Alfred Yankauer M.D.1

1 Harvard University School of Public Health, Boston, Massachusetts

This is Dr. Wilson's wisdom, and–better still–the Wilson touch. It is this touch which is the essence of pediatrics and few could express it as simply and clearly as Dr. Wilson.

From the vantage point of one who has spent most of his career dealing with issues on a community basis, I would like to add a few reactions.

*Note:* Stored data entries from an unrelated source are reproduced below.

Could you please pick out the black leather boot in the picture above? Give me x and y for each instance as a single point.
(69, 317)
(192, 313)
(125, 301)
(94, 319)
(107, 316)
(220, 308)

The first is the slightly sad reflection that part of this learning experience was hidden from Dr. Wilson until he had left Academia and research. It is not as if the kind of role which the public health nurse later filled with Dr. Wilson, the practitioner, did not exist 30 years ago. Public health nurses have performed this role for many years. Unfortunately, their contribution to child health care was excluded–perhaps even downgraded and scorned–by many of the hospital-trained and biomedically oriented professors of the times and by the generation of practitioners who were exposed to the models of their preceptors. I can remember the early impression of Dr. Wilson's humane perfectionism upon me very well. He approached children and families with the same innate understanding of the psychosocial aspects of health and disease that graces his words today. But would he have considered delegating responsibility, or working as a "team member," to formulate a joint plan in the past? In fact, I believe he once expressed himself against the whole concept of "team care" as divisory of patient care responsibility.

The other reaction is to reinforce Dr. Wilson's emphasis on the contribution of the nurse to the quality of patient care rather than to increasing the numbers of patients seen.